Seasonal depression, or seasonal affective disorder (SAD), is a common form of depression that affects over three million people every year, according to the Mayo Clinic. It’s a very common form of depression that causes fatigue, feelings of hopelessness and can even cause people to withdraw from social interactions and events. Seasonal depression can occur for months, often in the winter months (NIMH). It’s usually associated with months where there is less daylight.
Seasonal depression can cause students to skip class, as it can cause a lack of motivation. This can cause lower grades and issues with attendance. The feeling of hopelessness, a common symptom according to the National Institute of Mental Health (NIMH), can also make students feel discouraged to keep up with their grades or work on campus.
Depression is a tough feeling to deal with, but like any form of depression, seasonal depression is manageable. If a student on campus believes they may be suffering from seasonal depression, there are resources they can utilize. Students can schedule an appointment with Director of Counseling Services Time Morenz, or one of the graduate student counselors. There are also forms of online therapy that can help students who might feel uncomfortable talking to someone in person, such as Blackburn’s connection with 7cups.

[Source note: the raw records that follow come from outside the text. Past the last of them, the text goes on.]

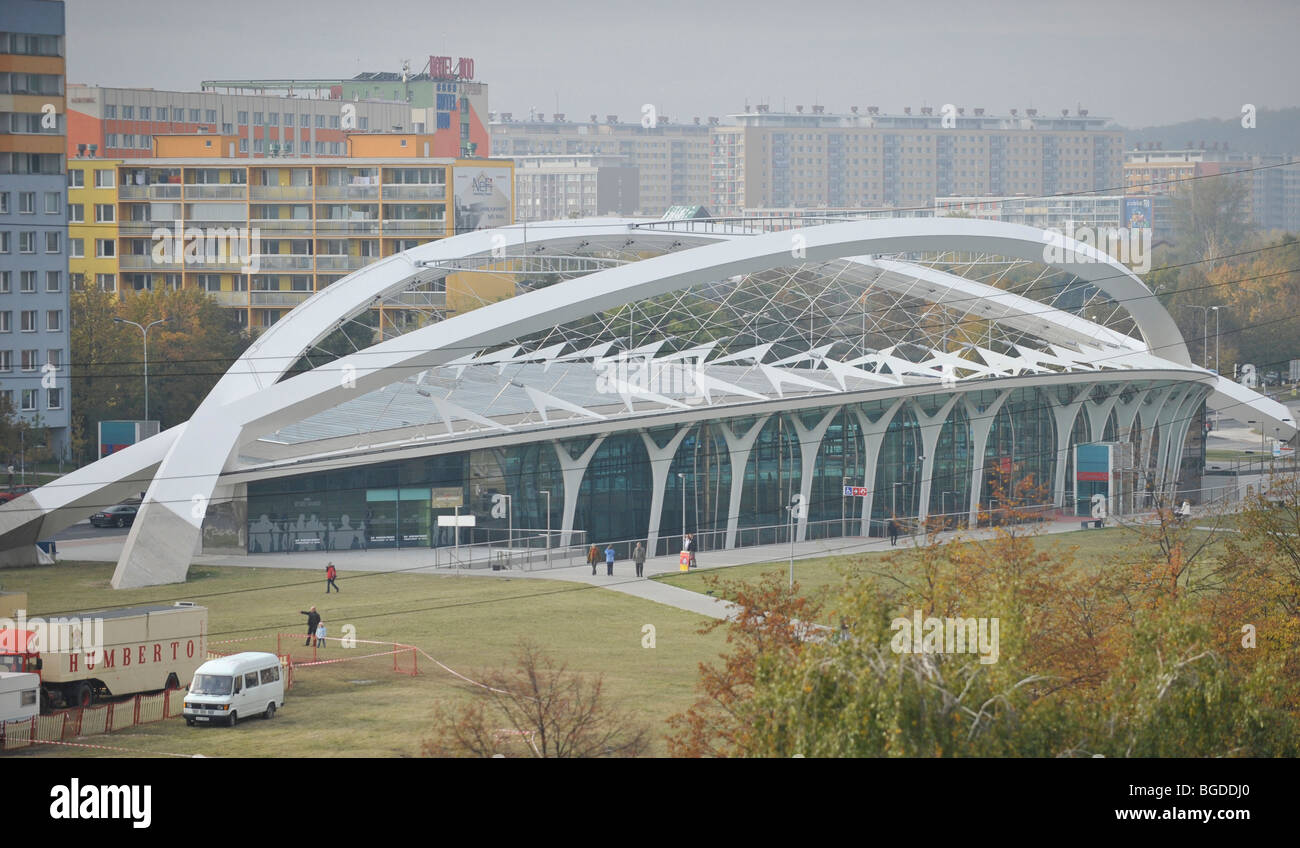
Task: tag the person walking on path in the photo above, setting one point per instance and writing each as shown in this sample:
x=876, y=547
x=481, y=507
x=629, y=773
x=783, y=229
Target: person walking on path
x=313, y=618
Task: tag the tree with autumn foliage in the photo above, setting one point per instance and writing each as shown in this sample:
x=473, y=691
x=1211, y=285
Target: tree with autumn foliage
x=187, y=355
x=537, y=709
x=1130, y=657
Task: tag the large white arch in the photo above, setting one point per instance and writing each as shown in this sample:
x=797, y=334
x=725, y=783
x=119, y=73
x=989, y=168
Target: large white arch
x=248, y=402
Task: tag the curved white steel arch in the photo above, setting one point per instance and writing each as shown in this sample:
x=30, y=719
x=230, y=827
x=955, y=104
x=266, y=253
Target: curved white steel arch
x=243, y=405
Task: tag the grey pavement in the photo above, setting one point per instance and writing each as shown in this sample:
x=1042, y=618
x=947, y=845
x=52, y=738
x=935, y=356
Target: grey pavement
x=421, y=561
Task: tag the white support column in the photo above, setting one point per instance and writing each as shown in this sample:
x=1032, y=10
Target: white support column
x=1149, y=422
x=1168, y=435
x=980, y=424
x=872, y=438
x=1064, y=415
x=573, y=471
x=1097, y=416
x=737, y=457
x=661, y=461
x=931, y=425
x=810, y=442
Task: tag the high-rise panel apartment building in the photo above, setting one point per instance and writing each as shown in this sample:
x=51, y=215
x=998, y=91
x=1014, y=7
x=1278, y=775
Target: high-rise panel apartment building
x=34, y=350
x=814, y=159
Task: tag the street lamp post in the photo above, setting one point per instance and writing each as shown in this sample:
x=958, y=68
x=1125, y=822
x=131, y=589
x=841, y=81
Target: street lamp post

Senior secondary education: history major Samantha Cranmer shared some of her coping tips during the winter season. She said she tries to take vitamins daily to keep her Vitamin D levels up. Sunlight provides Vitamin D, and in the winter time, there’s less opportunity to get sunshine. “I also like to take self-care evenings where I drink hot chocolate, do a face mask and take a hot shower,” she added. It also helps her to spend time with her family and her cat. She recommended that other students who might have SAD spend time at the animal shelter in town. The Macoupin County Animal Shelter does take volunteers on Saturday mornings, if anyone is interested.
Senior Samantha Cranmer alleviating her seasonal depression symptoms with her cat, Pollux
Do not be afraid to reach out if you think you are suffering from seasonal depression. There are resources available both on and off campus that can help. Seasonal depression is temporary and can be treated. Be aware of it, and help others.